“Behind a smile and a genuinely happy moment, there are always moments of grief just below the surface. Grief never ends. It’s a never ending journey. You don’t get to accept or decline your entry to the journey, but you do get to decide how you wish to travel.”
These are the very wise words from the co-producer of the 2015 Listen To Your Mother Baltimore performance, which I had the great honor to be a part of last month. Taya Dunn Johnson lost her husband a few years ago, very suddenly. She’s now living her journey, and deciding how she’s traveling. Her blog post about this made me think about my own journey, and the journey of so many other women who are finding new normal after a pregnancy loss.
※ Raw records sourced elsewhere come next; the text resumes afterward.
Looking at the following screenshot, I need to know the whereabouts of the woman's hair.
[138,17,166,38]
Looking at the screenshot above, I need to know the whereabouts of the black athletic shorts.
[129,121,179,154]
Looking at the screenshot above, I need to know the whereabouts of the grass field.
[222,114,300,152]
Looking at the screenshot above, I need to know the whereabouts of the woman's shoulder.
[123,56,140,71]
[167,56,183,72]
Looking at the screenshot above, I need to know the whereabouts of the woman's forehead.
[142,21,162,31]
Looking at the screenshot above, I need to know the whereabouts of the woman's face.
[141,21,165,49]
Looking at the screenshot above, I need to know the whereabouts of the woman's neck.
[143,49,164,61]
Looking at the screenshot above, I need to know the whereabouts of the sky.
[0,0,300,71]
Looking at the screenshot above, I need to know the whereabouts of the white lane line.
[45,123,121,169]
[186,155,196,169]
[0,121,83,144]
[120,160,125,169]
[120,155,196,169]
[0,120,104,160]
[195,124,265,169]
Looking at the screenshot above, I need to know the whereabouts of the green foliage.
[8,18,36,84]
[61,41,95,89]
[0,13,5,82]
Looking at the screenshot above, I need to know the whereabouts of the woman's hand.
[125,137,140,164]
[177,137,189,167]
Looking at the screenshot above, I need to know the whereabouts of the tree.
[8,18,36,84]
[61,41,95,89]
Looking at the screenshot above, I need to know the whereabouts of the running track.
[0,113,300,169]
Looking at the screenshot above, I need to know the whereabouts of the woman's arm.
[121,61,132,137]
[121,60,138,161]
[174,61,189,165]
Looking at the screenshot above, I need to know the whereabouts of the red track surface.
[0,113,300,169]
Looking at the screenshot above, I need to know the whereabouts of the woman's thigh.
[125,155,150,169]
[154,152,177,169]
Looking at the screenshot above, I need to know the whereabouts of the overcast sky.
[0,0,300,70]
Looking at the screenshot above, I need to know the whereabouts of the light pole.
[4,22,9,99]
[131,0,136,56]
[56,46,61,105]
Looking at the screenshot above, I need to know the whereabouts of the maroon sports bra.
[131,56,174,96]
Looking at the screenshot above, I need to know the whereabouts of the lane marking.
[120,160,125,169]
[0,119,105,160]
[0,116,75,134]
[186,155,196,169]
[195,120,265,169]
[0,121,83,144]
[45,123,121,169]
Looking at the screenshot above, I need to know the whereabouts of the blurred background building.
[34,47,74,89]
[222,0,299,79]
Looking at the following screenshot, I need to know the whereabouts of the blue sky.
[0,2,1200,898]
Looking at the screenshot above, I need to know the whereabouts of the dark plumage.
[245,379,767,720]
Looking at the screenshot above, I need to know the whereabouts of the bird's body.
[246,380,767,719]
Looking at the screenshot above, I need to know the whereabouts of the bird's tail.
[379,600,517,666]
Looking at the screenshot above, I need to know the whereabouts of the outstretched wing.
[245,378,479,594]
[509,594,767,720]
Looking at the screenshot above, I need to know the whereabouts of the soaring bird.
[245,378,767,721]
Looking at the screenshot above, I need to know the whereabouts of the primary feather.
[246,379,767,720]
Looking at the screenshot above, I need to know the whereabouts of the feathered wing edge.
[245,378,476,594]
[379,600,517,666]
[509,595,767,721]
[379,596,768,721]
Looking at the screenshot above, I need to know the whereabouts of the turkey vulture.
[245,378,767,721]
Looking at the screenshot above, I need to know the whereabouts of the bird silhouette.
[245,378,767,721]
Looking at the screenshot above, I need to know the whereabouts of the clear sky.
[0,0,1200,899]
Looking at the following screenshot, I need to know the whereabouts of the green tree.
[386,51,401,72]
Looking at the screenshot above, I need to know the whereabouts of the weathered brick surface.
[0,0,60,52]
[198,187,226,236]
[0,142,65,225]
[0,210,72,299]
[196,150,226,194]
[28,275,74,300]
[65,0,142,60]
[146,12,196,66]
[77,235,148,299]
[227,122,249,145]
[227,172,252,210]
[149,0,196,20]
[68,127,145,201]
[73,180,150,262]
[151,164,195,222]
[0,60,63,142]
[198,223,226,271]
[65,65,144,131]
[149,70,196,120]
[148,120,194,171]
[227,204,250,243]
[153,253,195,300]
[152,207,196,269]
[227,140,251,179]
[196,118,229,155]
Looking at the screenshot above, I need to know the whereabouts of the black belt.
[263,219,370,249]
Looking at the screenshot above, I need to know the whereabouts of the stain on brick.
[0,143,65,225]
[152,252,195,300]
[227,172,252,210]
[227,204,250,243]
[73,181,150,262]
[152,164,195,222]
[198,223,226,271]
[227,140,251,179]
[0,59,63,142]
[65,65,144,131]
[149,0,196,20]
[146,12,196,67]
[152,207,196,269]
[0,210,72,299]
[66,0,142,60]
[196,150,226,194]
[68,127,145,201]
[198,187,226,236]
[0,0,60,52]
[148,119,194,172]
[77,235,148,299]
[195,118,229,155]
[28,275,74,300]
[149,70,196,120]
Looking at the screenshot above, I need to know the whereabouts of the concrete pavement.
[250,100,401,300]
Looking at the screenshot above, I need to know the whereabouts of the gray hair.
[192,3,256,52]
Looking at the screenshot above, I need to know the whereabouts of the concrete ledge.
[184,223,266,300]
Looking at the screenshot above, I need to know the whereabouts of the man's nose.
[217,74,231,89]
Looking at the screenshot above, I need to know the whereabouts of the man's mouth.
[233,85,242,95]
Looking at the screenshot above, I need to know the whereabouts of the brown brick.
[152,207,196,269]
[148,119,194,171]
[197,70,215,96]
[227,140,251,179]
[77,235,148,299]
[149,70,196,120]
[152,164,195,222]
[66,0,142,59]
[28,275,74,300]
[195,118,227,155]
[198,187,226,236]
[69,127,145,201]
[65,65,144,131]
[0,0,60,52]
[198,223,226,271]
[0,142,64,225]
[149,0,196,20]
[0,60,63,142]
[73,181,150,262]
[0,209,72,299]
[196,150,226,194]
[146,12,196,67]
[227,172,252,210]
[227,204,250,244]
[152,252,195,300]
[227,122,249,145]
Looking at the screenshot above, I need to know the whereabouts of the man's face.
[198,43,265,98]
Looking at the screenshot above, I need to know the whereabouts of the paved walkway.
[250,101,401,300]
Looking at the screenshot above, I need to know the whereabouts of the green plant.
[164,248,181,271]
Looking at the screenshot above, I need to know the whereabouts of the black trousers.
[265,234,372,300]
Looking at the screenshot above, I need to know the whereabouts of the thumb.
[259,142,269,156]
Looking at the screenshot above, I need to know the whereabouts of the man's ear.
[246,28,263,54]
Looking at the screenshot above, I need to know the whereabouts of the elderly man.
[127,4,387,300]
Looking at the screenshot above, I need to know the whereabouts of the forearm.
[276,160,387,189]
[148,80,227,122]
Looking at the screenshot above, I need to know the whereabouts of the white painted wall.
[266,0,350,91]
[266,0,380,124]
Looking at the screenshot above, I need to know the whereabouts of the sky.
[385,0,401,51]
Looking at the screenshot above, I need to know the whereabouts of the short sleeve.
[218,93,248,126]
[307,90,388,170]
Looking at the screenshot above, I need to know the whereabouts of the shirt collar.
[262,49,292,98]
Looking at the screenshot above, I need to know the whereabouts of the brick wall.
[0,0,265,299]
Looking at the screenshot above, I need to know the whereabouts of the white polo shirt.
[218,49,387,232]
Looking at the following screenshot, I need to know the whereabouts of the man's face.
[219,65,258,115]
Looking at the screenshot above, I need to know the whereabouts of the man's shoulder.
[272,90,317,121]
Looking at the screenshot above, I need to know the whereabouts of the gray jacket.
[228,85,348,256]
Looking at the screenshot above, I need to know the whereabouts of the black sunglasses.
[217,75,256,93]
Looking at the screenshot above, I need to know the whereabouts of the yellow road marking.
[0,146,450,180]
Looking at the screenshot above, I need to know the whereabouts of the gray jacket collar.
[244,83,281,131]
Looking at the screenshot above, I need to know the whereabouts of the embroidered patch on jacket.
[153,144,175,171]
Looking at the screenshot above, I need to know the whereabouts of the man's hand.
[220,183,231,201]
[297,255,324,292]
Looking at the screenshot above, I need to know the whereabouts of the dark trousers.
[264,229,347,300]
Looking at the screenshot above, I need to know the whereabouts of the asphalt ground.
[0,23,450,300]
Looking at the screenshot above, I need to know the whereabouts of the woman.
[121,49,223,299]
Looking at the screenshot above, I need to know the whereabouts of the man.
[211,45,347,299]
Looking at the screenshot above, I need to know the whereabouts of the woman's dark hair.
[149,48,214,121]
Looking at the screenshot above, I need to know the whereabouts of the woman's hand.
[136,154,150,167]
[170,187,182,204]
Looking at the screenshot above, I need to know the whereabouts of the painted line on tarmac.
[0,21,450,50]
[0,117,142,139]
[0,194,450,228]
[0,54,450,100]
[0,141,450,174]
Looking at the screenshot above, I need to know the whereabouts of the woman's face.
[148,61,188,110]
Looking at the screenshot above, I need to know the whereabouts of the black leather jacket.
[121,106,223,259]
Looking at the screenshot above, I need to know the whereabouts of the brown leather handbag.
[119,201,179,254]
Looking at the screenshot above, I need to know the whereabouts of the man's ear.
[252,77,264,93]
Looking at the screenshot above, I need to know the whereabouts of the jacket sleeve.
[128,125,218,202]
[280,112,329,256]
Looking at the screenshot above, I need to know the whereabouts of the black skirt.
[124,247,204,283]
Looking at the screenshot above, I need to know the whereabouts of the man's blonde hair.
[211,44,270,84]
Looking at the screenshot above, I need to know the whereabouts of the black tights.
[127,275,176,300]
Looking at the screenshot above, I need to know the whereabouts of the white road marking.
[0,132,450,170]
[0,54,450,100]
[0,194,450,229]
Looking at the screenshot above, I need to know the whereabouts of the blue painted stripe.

As a bereaved mother, as a mother who has been pregnant after a loss, and as a mother who is now parenting after a loss, I’m trying to figure out how I’m traveling. Some days I think I’m on the Pacific Coast Highway in a brand new 911 turbo. Other days I’m a tugboat on train tracks. Every day is different. Some days grief is in the backseat, buckled in, quiet. Some days it needs to drive with the radio blaring.
I’m trying to accept that my journey will always include something tragic and painful that I never want to forget. I’m trying to be conscious about my grief, and use it productively. Grief comes in many forms and not all of them evoke the same emotions and not all of them deserve the same response.
An old friend remarked to me once that sharing my grief and talking about Hank wasn’t good for me. I remember looking at him incredulously. Grief is a part of who I am, I wanted to scream. It doesn’t mean constant sadness or depression or desperation. It’s the mourning of love. It means you had love for something, or someone, and you’re choosing to live on without, the best way you can.
For all of the ways grief has impacted my journey, there is beauty there. Grief puts a filter on my life that no Instagram software can come close to touching. It allows me to see what was, what is, and what could have been, all at one time. It’s a heartbreakingly bittersweet way to focus.
Never ending grief isn’t always about disappointment or crying. It’s about finding a new reality and a new perception on what you thought was normal. Thank you, Taya, for sharing your perception of grief.